La haute pègre ! c’est-à-dire, si on traduit en français ces mots usités entre forçats, les capitalistes, tous ceux qui doivent leur fortune à l’héritage, les hauts fonctionnaires de tout genre, y compris le clergé. Nous venons de nommer le clergé. Voici un léger spécimen des sentiments qu’il inspire à ces réunions. Nous l’empruntons à une harangue prononcée il y a trois ou quatre jours, à la réunion publique de Montparnasse, par Mme Désiré, une femme qui se pose en rivale de Mme Paule Minck, et qu’applaudissent avec enthousiasme quelques autres femmes en quête d’émancipation, comme si elles n’étaient pas depuis longtemps en possession de ce qu’elles cherchent. 
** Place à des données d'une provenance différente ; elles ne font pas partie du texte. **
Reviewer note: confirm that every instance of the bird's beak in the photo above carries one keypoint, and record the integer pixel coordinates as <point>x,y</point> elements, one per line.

« Ce qui me révolte, ce sont les prêtres, a dit cette dame sincère et peu polie. J’en ai trois ou quatre dans ma famille, mais je ne les ai jamais connus. Il y en a un qui fait courir à ses trousses dans Paris toutes les dévotes affolées de la capitale, toutes ces Gotons qui se couvrent de croix et de chapelets. » 
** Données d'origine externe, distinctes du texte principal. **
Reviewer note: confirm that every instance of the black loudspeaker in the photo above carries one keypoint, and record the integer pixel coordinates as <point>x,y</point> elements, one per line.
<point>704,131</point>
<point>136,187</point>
L’orateur, qui n’est pas de ces gotons-là, nous apprend pourtant qu’elle va quelquefois à l’église, mais c’est pour voir l’effet des cierges et les pompes du culte qu’elle traite de simagrées. Après s’être plainte de l’abbé Bauer, qu’elle a le regret d’avoir entendu (rien ne l’y forçait), elle s’écrie : « Ah ! Messieurs les curés vous avez laissé vos traces dans l’histoire, vous nous avez amené le parjure, etc., etc. » 

Ainsi on avait débuté par l’athéisme spéculatif. Aujourd’hui on mange du prêtre à pleines dents. 

Il en est de même pour le communisme qui est passé de l’état théorique à la phase aiguë de ces folies qui ont envie de tout briser. On ne se borne pas à montrer dans cette doctrine la panacée universelle. On fait l’apologie de la force mise au service de l’établissement de la propriété collective. Des orateurs injurient l’assistance, la charité, les efforts faits pour soulager la misère. Le secours est représenté comme un os jeté dédaigneusement au peuple pour le tromper et pour l’endormir. « Mais il vient un moment, dit un de ces orateurs, où le peuple rejette l’outrage et venge l’affront ! » 

Si l’assistance est traitée de la sorte, que sera-ce de la répression rendue tristement nécessaire par le désordre de la rue ? Des troubles, à propos de nouvelles machines, ont éclaté, il y a plus d’un an, à Roubaix. Un orateur s’écrie : « Si l’ouvrier réclame trop vivement, il y a des chassepots qui interviennent ; en bonne justice ce devrait être contre les patrons ; il n’en est rien, c’est contre l’ouvrier ! » 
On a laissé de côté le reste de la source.